Покуда они говорят, волк всё думает, как быть. Вот Марьяшино шитьё притащил, бросил, на иглу лапой указывает, после мордой на Умилу.
— Что ж ты, спрашиваешь, умею ли я так ладно шить да вышивать? — спросила та, упирая руку в бок. — Нашёл когда об том заговорить! Что же, мне тут за шитьё и приняться?
Волк головой мотает. Надобно ему, чтобы Умила иглу взяла, себе в рубаху воткнула. Возился он, возился — добился того, что его поняли. Отдала Марьяша иглу.
— Да что ты задумал? — пытают его.
Он во дворе кое-как нацарапал, мол, водяницы, к ним пойдёт. У Божка тут глаза разгорелись: ишь ты, водяницы! Нешто покажутся в эту пору? Да так ли они красивы, как сказывают, и в рубахах ли ходят или нагишом? Он с дружками, бывало, на берегу их ночами выглядывал, да никогда не видал…
— Ты и с водяницами знаком? — дивится Марьяша.
И Умила, видно, дивится, только не рада, губы поджала. Волк глаза отводит, хвостом помахивает, чует, что едва вернёт себе человечье обличье, многое объяснять придётся. Ворона ещё с забора глядит, да вот каркнула хрипло, насмешливо.
Марьяша права оказалась: бежать бы им с отцом не дали. Снаружи у ворот уж стояли трое, лениво переговариваясь, и ещё один сидел в стороне на перевёрнутой бочке и сердито глядел на ворону. Сторожили двор, чтобы Тихомир с дочерью не сумели уйти от царской милости. Углядели они волка, тут же разговоры бросили да спросили:
— Кто таковы?
— Зверь наш убёг, — отвечает Умила. Косу она уж свернула, под шапкой спрятала, говорить пытается грубым, низким голосом. — Добрые люди сказали, будто видали его в этом дворе.

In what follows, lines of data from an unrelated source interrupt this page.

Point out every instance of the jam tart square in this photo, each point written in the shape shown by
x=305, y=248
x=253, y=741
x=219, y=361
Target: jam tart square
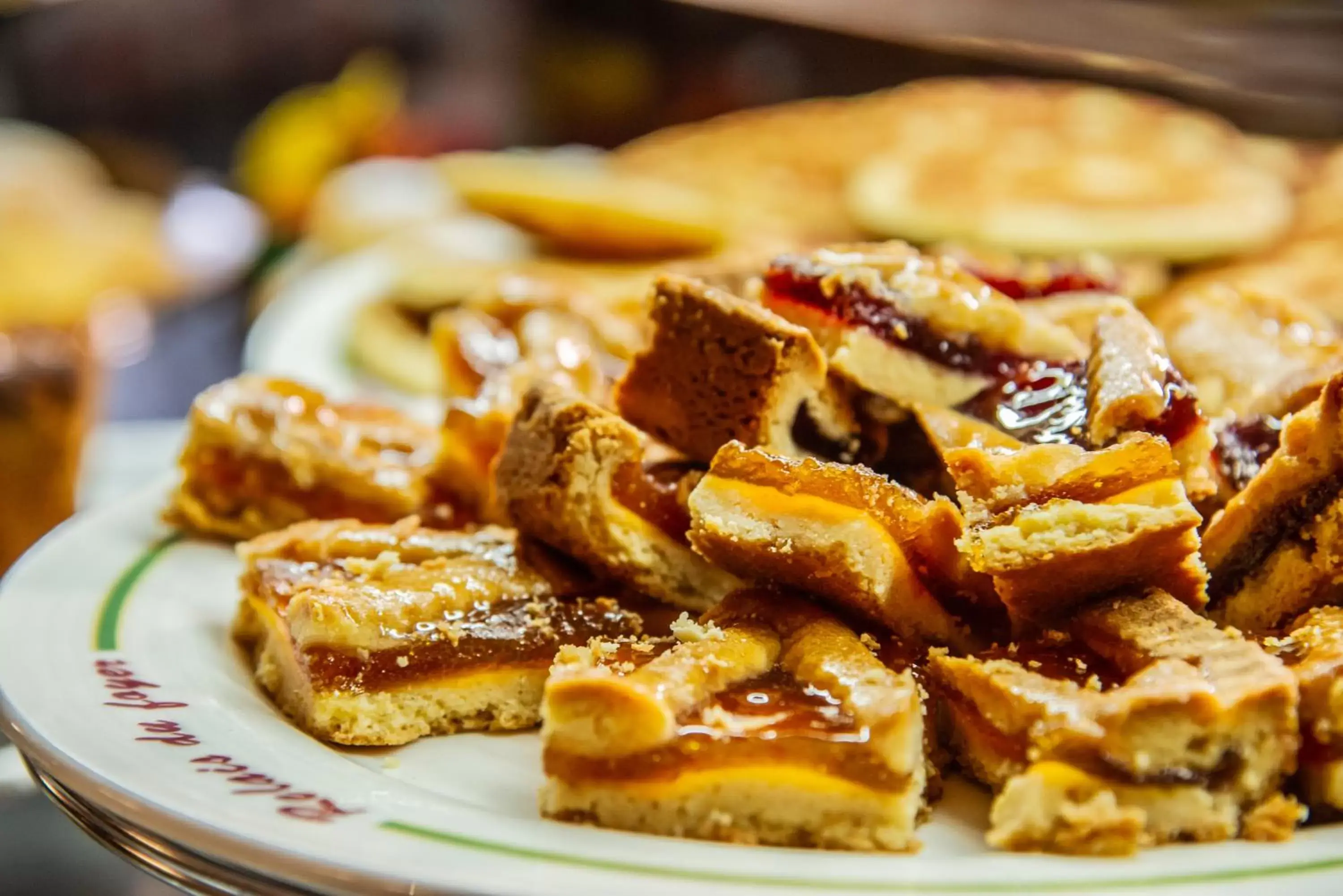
x=1056, y=526
x=769, y=722
x=1276, y=549
x=1141, y=725
x=847, y=535
x=719, y=368
x=1313, y=649
x=264, y=453
x=910, y=327
x=579, y=479
x=382, y=635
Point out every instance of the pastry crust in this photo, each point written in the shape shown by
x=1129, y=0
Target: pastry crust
x=264, y=453
x=719, y=368
x=1247, y=352
x=1275, y=550
x=845, y=534
x=1055, y=168
x=555, y=480
x=1056, y=525
x=664, y=745
x=372, y=635
x=1198, y=726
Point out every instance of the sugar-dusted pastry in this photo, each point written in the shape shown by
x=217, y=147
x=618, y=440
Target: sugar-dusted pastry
x=1143, y=723
x=907, y=327
x=769, y=722
x=845, y=534
x=1247, y=352
x=1057, y=525
x=575, y=478
x=1055, y=168
x=1276, y=549
x=719, y=368
x=1313, y=649
x=264, y=453
x=381, y=635
x=586, y=209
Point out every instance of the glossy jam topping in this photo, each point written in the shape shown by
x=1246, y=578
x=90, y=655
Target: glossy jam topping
x=1037, y=403
x=1182, y=414
x=507, y=633
x=1245, y=445
x=654, y=494
x=1045, y=280
x=1059, y=656
x=769, y=721
x=773, y=706
x=873, y=307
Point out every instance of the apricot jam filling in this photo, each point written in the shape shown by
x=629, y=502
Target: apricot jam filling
x=654, y=494
x=511, y=633
x=767, y=721
x=233, y=483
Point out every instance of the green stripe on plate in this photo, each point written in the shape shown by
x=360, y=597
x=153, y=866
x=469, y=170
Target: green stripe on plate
x=109, y=614
x=853, y=886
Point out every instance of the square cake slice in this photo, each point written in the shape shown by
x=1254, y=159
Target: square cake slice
x=848, y=535
x=1276, y=549
x=1143, y=723
x=1056, y=525
x=264, y=453
x=770, y=722
x=382, y=635
x=1313, y=649
x=910, y=327
x=578, y=479
x=719, y=368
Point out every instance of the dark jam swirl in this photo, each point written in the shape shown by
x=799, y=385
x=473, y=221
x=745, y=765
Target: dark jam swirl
x=1059, y=278
x=1244, y=448
x=873, y=305
x=1040, y=403
x=1182, y=414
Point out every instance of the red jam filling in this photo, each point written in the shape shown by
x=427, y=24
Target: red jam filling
x=873, y=307
x=1244, y=446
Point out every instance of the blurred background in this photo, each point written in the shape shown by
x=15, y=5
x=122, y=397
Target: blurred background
x=162, y=162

Вот, заберём да уйдём.
— Отчего это он у вас вольно бродит?
— Да невнарок вышло! Больше не повторится.
По счастью, сторожам было недосуг заниматься этим делом. Отпустили, только велели не широкой и людной дорогой идти, а окраинами, да немедля уехать и более не попадаться. Тот, что сидел на бочке, не утерпел, метнул камень в ворону. Снялась она с забора и с криком полетела прочь.
Уж вечереет, небо тучи облегли. Вышли трое к окраинам, идут кружной дорогой вдоль опустевших полей. Ветер посвистывает, сухие былины качает, а то улетит к далёкому берегу. Там на бугре стоят молодые ёлочки, в реку глядятся. Тихо стоят, да вот как начнут от ветра отмахиваться, гнать его прочь!